C-MAC offers to buy DY 4
Officials at C-MAC Industries Inc. in Montreal intend to launch a take-over bid of DY 4 Systems Inc., the Kanata, Ontario-based supplier of rugged single-board VME processors.
By John McHale
KANATA, Ontario — Officials at C-MAC Industries Inc. in Montreal intend to launch a take-over bid of DY 4 Systems Inc., the Kanata, Ontario-based supplier of rugged single-board VME processors.
C-MAC's takeover bid is part of its leaders' effort to expand into the military market and leverage DY 4's digital signal processor (DSP) expertise — through the company's subsidiary, Ixthos in Leesburg, Va. — to their telecommunications customers.
"We strongly believe that this is an excellent strategic fit for DY 4 as we continue to focus on expanding our presence in the harsh environment market, as well as entering exciting new commercial markets," says Danny Osadca, president and chief executive officer of DY 4.
DY 4 will retain its name and preserve its core competencies, while functioning as a subsidiary of C-MAC. "It is our intention that nothing will change," Osadca says. "DY 4 will be the same company in culture and accessibility. There will be no need to revise contracts or working practices."
"We will continue to concentrate on our key defense and aerospace operations, at the same time pursuing growth opportunities in other clearly defined markets, including telecommunications and internet segments," Osadca explains.

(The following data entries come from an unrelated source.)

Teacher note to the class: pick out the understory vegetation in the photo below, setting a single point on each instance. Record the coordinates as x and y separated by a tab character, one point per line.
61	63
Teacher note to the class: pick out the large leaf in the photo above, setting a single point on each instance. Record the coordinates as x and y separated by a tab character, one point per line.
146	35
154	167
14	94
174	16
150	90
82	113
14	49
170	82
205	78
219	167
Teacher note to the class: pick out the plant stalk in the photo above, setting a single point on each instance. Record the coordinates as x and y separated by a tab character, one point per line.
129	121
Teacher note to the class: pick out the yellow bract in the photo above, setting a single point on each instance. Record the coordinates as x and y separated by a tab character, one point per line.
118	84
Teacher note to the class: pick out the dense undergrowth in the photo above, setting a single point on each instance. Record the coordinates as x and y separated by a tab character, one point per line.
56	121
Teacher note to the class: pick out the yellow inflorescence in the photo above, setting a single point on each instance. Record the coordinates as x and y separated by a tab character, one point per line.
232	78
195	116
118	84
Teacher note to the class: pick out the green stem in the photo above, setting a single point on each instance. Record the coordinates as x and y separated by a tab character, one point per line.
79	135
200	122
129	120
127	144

"C-MAC is a financially strong company with access to investment capital, people, facilities, and markets identified as key elements of DY 4's own growth strategy, " Osadca says.

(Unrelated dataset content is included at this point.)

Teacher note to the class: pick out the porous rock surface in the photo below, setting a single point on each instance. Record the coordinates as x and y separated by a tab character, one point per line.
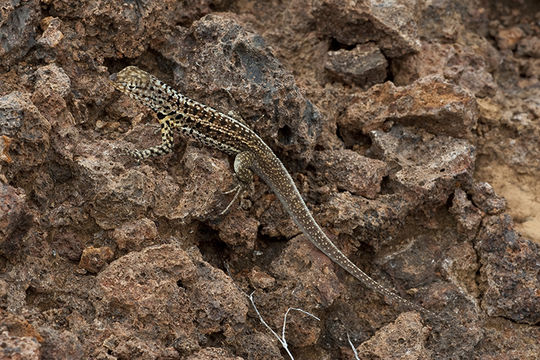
411	129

Currently DY 4 is about a $100 million company, while C-MAC is a $2 billion organization, he explains. As a result DY 4 could be a player in larger contracts, while still supporting their current customer base, Osadca says.
This is a strong move for both companies, says Ray Alderman, executive director of the VME International Trade Association in Scottsdale, Ariz. C-MAC expands into the military arena with DY 4's board business and gains Ixthos's DSP technology, while DY 4 immediately becomes a huge company giving them greater ability to raise capital quickly, he explains.

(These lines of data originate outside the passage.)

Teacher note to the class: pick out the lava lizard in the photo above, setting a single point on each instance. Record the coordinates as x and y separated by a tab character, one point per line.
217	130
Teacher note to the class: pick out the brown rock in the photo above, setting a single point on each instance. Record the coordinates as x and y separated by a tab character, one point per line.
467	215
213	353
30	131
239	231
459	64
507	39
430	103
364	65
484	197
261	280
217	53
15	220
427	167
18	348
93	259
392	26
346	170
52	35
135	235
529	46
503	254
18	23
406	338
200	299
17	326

C-MAC is an internationally diversified designer and manufacturer of integrated electronic manufacturing solutions, from components to full systems, primarily serving the communications, automotive, instrumentation, defense, and aerospace equipment markets worldwide. C-MAC services also include product design, supply chain management, and assembly and testing.
About 70 percent of C-MAC's business is in telecommunications, Osadca says. However, this does not mean that DY 4 is giving up its military business to move toward that industry, he continues. DY 4 will remain focused on its military and aerospace customers.
DY 4 has about 90 percent of its business in the military market and that will not change, Osadca claims.
DY 4 will also not start making CompactPCI now unless their military customers want it and they do not, Alderman says. VME is still the leader in the military single-board computer business, he claims.
Not only will C-MAC will be able to use the Ixthos DSP expertise but the combination will enable DY 4 engineers to take advantage of the strong chassis and backplane business that C-MAC has developed as well, Osadca says. The combination of their backplane technology with DY 4's rugged, commercial-off-the-shelf (COTS), single-board computer business helps make it a perfect fit, he explains.
"Telecommunications guys are just like the military but with different uniforms," Alderman says. They share the same specs and that is why DY 4 is such a good fit for C-MAC — they can marry their backplane expertise with DY 4's COTS electronics, he says.
"The alliance with C-MAC also gives DY 4 access to a component acquisition pool of more than $1.5 billion to sharpen our competitive edge," Osadca says. "We will have true worldwide manufacturing and support capability plus the ability to leverage C-MAC's talent and resource pool."
DY 4 experts also plan to invest in new products, technologies, and services, Osadca says. "This year alone we plan to invest 14 percent of our revenues in [research and development] to ensure a continuous stream of new and innovative products for the COTS market — greater than any one of our competitors," he adds.
C-MAC also has extensive custom design and manufacturing capability, which will bolster DY 4's custom offerings, Osadca says. In the past DY 4 was not always able to accommodate large amounts of custom designs because the majority of their manufacturing capability is dedicated to their COTS business, he explains.